La magistrate Niroshini Ramsoondar, siégeant en Cour intermédiaire, a trouvé un dénommé Soogund coupable de s’être introduit dans la maison de son beau-frère pour le cambrioler. Deux autres accusés dans cette même affaire ont été, eux, acquittés.
L’accusé Soogund s’était introduit dans la maison de son beau-frère en mai 2011 et lui avait volé plusieurs objets d’une valeur de Rs 300 000, dont un lecteur DVD, un téléviseur LCD, une console de jeux, plusieurs boucles d’oreilles et chaînes en or, deux montres, une somme de Rs 1 000. Lors de sa déposition en cour, le dénommé Soogund avait avoué s’être introduit dans la maison de son beau-frère, se trouvant alors à l’étranger pour le cambrioler. L’accusé a ensuite vendu le téléviseur LCD à Bernard Lee pour une somme de Rs 12 000 et le lecteur DVD et la console de jeux à Zahir Bahadoor pour une somme de Rs 2 500. Les bijoux avaient été vendus à un bijoutier.
À son retour, le beau-frère a alerté la police.
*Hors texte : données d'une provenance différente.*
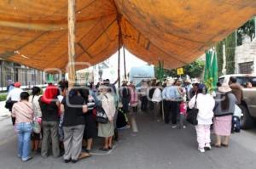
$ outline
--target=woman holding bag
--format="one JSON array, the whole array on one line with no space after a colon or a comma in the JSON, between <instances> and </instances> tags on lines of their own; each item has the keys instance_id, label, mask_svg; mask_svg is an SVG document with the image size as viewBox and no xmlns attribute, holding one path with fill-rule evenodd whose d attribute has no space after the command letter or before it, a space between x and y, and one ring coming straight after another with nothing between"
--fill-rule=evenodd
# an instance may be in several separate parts
<instances>
[{"instance_id":1,"label":"woman holding bag","mask_svg":"<svg viewBox=\"0 0 256 169\"><path fill-rule=\"evenodd\" d=\"M18 134L18 157L27 161L31 156L31 134L32 132L33 107L28 102L29 93L22 92L20 101L12 109L12 117L15 117L15 128Z\"/></svg>"},{"instance_id":2,"label":"woman holding bag","mask_svg":"<svg viewBox=\"0 0 256 169\"><path fill-rule=\"evenodd\" d=\"M113 116L115 114L114 98L109 93L108 87L102 87L102 106L108 118L106 124L99 123L98 136L104 138L104 146L101 149L102 151L112 149L112 140L114 135Z\"/></svg>"},{"instance_id":3,"label":"woman holding bag","mask_svg":"<svg viewBox=\"0 0 256 169\"><path fill-rule=\"evenodd\" d=\"M64 162L76 163L79 160L90 156L88 153L82 153L84 115L88 112L88 109L79 89L71 89L69 94L62 99L61 112L64 113Z\"/></svg>"},{"instance_id":4,"label":"woman holding bag","mask_svg":"<svg viewBox=\"0 0 256 169\"><path fill-rule=\"evenodd\" d=\"M215 105L214 99L212 95L207 94L206 87L203 84L200 84L197 91L197 94L195 95L189 103L189 107L193 109L195 107L198 109L197 121L195 126L198 150L201 153L205 152L205 149L211 149L211 131L210 127L212 123L213 108Z\"/></svg>"},{"instance_id":5,"label":"woman holding bag","mask_svg":"<svg viewBox=\"0 0 256 169\"><path fill-rule=\"evenodd\" d=\"M41 135L41 118L42 118L42 111L39 105L39 94L41 89L38 87L33 87L32 89L32 94L29 97L29 102L31 102L33 105L34 110L34 119L33 122L37 123L38 128L33 130L32 133L32 150L40 153L41 150L39 149L39 141L40 141L40 135ZM35 124L34 124L35 125Z\"/></svg>"},{"instance_id":6,"label":"woman holding bag","mask_svg":"<svg viewBox=\"0 0 256 169\"><path fill-rule=\"evenodd\" d=\"M236 102L236 96L231 93L232 89L225 84L218 87L216 97L216 107L214 109L213 127L216 134L215 147L229 146L230 136L232 127L232 115ZM222 142L221 137L224 137Z\"/></svg>"}]
</instances>

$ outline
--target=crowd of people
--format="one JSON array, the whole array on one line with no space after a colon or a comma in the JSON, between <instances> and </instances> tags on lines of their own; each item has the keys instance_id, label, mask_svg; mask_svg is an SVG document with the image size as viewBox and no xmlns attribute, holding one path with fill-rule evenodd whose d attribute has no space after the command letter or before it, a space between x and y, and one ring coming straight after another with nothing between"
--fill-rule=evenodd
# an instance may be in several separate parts
<instances>
[{"instance_id":1,"label":"crowd of people","mask_svg":"<svg viewBox=\"0 0 256 169\"><path fill-rule=\"evenodd\" d=\"M61 81L58 86L49 82L40 95L38 87L33 87L29 94L15 82L7 103L11 105L9 109L18 134L18 156L23 161L29 161L33 150L46 158L51 149L54 157L63 155L66 163L75 163L91 155L93 139L97 136L104 138L100 149L108 151L113 149L113 138L118 139L117 128L130 127L127 114L138 111L139 100L141 111L152 110L166 124L171 121L172 128L185 129L187 114L196 107L200 152L212 149L211 126L216 135L213 145L227 147L231 130L240 131L237 121L241 115L236 112L241 103L242 90L234 77L230 86L218 86L212 94L202 83L181 79L163 82L143 80L139 88L132 82L123 81L118 91L108 79L96 86L90 83L72 87L68 87L68 82ZM97 107L104 110L107 123L96 121Z\"/></svg>"}]
</instances>

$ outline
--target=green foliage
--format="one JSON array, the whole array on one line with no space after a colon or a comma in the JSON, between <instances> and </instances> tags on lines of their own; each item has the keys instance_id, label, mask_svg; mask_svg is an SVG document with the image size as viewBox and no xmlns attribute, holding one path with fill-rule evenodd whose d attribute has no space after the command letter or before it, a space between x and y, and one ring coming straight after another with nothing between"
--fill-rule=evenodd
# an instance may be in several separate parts
<instances>
[{"instance_id":1,"label":"green foliage","mask_svg":"<svg viewBox=\"0 0 256 169\"><path fill-rule=\"evenodd\" d=\"M235 72L236 31L229 35L224 42L227 74L233 74Z\"/></svg>"},{"instance_id":2,"label":"green foliage","mask_svg":"<svg viewBox=\"0 0 256 169\"><path fill-rule=\"evenodd\" d=\"M237 29L237 45L242 44L242 37L247 35L249 36L251 41L255 37L255 20L253 19L248 20L242 26Z\"/></svg>"},{"instance_id":3,"label":"green foliage","mask_svg":"<svg viewBox=\"0 0 256 169\"><path fill-rule=\"evenodd\" d=\"M191 64L184 65L183 68L184 70L184 74L189 75L191 78L200 77L202 76L204 71L205 62L202 60L196 60ZM177 77L177 70L164 70L164 77L172 76Z\"/></svg>"},{"instance_id":4,"label":"green foliage","mask_svg":"<svg viewBox=\"0 0 256 169\"><path fill-rule=\"evenodd\" d=\"M205 62L196 60L189 65L183 66L184 74L189 75L191 78L200 77L204 71Z\"/></svg>"},{"instance_id":5,"label":"green foliage","mask_svg":"<svg viewBox=\"0 0 256 169\"><path fill-rule=\"evenodd\" d=\"M6 100L7 94L0 94L0 102Z\"/></svg>"},{"instance_id":6,"label":"green foliage","mask_svg":"<svg viewBox=\"0 0 256 169\"><path fill-rule=\"evenodd\" d=\"M207 88L208 93L212 93L214 91L214 87L212 85L213 78L208 78L207 81L205 81L205 85Z\"/></svg>"},{"instance_id":7,"label":"green foliage","mask_svg":"<svg viewBox=\"0 0 256 169\"><path fill-rule=\"evenodd\" d=\"M223 65L223 42L219 42L216 45L217 61L218 61L218 76L222 76Z\"/></svg>"}]
</instances>

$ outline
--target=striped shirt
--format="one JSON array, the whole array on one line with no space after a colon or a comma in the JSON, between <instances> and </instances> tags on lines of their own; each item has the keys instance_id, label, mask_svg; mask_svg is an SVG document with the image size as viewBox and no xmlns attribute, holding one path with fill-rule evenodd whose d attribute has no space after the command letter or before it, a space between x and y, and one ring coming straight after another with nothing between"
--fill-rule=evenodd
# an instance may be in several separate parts
<instances>
[{"instance_id":1,"label":"striped shirt","mask_svg":"<svg viewBox=\"0 0 256 169\"><path fill-rule=\"evenodd\" d=\"M32 104L26 101L17 102L14 104L12 116L16 118L15 123L32 122Z\"/></svg>"}]
</instances>

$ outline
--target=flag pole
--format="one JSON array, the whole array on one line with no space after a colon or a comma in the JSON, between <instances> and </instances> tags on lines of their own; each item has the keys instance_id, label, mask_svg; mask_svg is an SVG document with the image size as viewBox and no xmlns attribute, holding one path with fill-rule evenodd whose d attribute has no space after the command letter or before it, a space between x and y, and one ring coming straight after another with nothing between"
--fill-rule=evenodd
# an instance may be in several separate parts
<instances>
[{"instance_id":1,"label":"flag pole","mask_svg":"<svg viewBox=\"0 0 256 169\"><path fill-rule=\"evenodd\" d=\"M76 81L76 71L75 71L75 24L76 24L76 0L68 0L68 87L72 87Z\"/></svg>"}]
</instances>

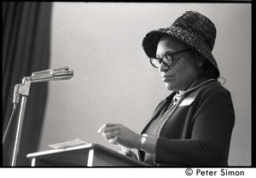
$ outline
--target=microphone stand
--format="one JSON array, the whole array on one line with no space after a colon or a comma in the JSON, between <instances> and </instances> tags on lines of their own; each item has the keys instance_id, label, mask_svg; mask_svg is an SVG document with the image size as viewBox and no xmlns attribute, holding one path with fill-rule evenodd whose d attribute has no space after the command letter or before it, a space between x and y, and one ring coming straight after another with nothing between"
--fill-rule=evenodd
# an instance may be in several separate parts
<instances>
[{"instance_id":1,"label":"microphone stand","mask_svg":"<svg viewBox=\"0 0 256 178\"><path fill-rule=\"evenodd\" d=\"M21 98L21 106L20 109L18 125L17 125L13 158L12 158L12 164L11 164L12 167L16 165L17 156L20 149L20 135L22 131L26 105L27 96L30 91L31 83L46 82L49 80L70 79L71 78L73 78L73 70L68 66L65 66L65 67L61 67L56 69L49 69L49 70L33 72L32 74L32 77L23 78L21 84L19 83L15 85L15 91L14 91L14 100L13 100L15 110L16 109L16 106L19 103L20 95L22 96L22 98ZM5 140L5 135L8 130L9 130L9 125L4 134L3 141L4 141Z\"/></svg>"},{"instance_id":2,"label":"microphone stand","mask_svg":"<svg viewBox=\"0 0 256 178\"><path fill-rule=\"evenodd\" d=\"M16 165L17 156L19 153L20 143L20 135L22 131L25 110L26 106L27 96L30 91L30 85L32 80L31 78L26 77L22 79L22 84L19 83L15 85L15 92L14 92L14 100L13 102L15 104L19 103L20 95L21 95L21 106L20 109L19 120L17 125L17 131L15 136L15 142L14 147L14 153L12 158L11 166L14 167Z\"/></svg>"}]
</instances>

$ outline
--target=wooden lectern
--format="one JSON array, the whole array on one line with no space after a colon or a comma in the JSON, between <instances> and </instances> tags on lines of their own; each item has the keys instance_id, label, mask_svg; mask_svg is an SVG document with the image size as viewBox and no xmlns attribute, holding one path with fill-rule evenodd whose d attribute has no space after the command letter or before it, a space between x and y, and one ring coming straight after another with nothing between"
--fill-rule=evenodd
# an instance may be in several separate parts
<instances>
[{"instance_id":1,"label":"wooden lectern","mask_svg":"<svg viewBox=\"0 0 256 178\"><path fill-rule=\"evenodd\" d=\"M145 167L148 164L96 143L29 153L32 167Z\"/></svg>"}]
</instances>

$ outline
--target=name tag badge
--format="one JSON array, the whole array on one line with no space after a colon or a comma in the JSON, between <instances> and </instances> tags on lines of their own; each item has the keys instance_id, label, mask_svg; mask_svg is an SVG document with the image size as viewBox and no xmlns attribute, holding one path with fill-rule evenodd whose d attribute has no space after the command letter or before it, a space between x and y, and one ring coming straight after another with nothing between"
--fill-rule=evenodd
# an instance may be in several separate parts
<instances>
[{"instance_id":1,"label":"name tag badge","mask_svg":"<svg viewBox=\"0 0 256 178\"><path fill-rule=\"evenodd\" d=\"M178 106L189 106L195 100L195 97L184 98Z\"/></svg>"}]
</instances>

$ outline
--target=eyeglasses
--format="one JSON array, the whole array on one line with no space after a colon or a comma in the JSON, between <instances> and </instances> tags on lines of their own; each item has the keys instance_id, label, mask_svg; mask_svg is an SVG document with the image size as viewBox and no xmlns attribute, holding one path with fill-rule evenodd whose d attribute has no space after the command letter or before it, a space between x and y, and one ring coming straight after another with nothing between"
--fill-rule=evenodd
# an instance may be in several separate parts
<instances>
[{"instance_id":1,"label":"eyeglasses","mask_svg":"<svg viewBox=\"0 0 256 178\"><path fill-rule=\"evenodd\" d=\"M160 59L150 58L150 63L155 68L159 68L161 62L163 62L166 66L172 66L172 64L174 60L174 58L173 58L174 55L177 55L178 54L184 53L184 52L189 51L189 50L192 50L192 49L183 49L183 50L180 50L180 51L176 51L174 53L172 53L172 52L166 53L165 55L163 55Z\"/></svg>"}]
</instances>

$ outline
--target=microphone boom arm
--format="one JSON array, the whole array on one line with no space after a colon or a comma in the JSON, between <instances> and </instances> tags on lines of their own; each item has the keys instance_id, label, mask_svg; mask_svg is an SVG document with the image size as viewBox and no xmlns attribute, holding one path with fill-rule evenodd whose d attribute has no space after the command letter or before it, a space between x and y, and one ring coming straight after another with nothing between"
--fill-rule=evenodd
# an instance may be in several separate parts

Des articles volés d’une somme de Rs 175 000 ont été sécurisés par la police.
Pour sa défense, le dénommé Soogund avait déclaré que son beau-frère n’avait pas présenté de factures en cour prouvant que les articles volés étaient à lui.
Bernard Lee a quant à lui affirmé qu’il avait acheté un téléviseur à Soogund mais ne savait pas que c’était un article volé car ce dernier lui avait laissé entendre qu’il avait besoin d’argent pour aller voir sa femme à l’étranger. Zahir Bahadoor a, lui, affirmé que le dénommé Soogund lui avait demandé à maintes reprises de lui acheter quelques articles pour qu’il puisse nourrir sa famille.
Me Malleck, l’homme de loi de Bernard Lee, a déclaré que la victime du cambriolage n’avait pas présenté de facture concernant le téléviseur prouvant qu’il s’agissait du sien. Me Imambaccus, qui représente Zahir Bahadoor, a indiqué que la police n’a pas pris la déposition de son client dans les règles.
Dans son jugement, la magistrate Niroshini Ramsoondar a relevé que : « Any person who knowingly receives, in whole or in part, or who without
sufficient excuse or justification, is found to have in his possession, articles carried off, abstracted or obtained by means of a crime or misdemeanour shall be deemed to be an accomplice in the crime or misdemeanour. » Cependant, elle trouve que les deux accusés ont clairement démontré qu’ils ont agi de bonne foi — les deux accusés avaient présenté en cour les factures des articles achetés, démontrant qu’ils pensaient qu’il s’agissait d’une transaction légale. La magistrate retient la culpabilité de Soogund pour « larceny by means of breaking ».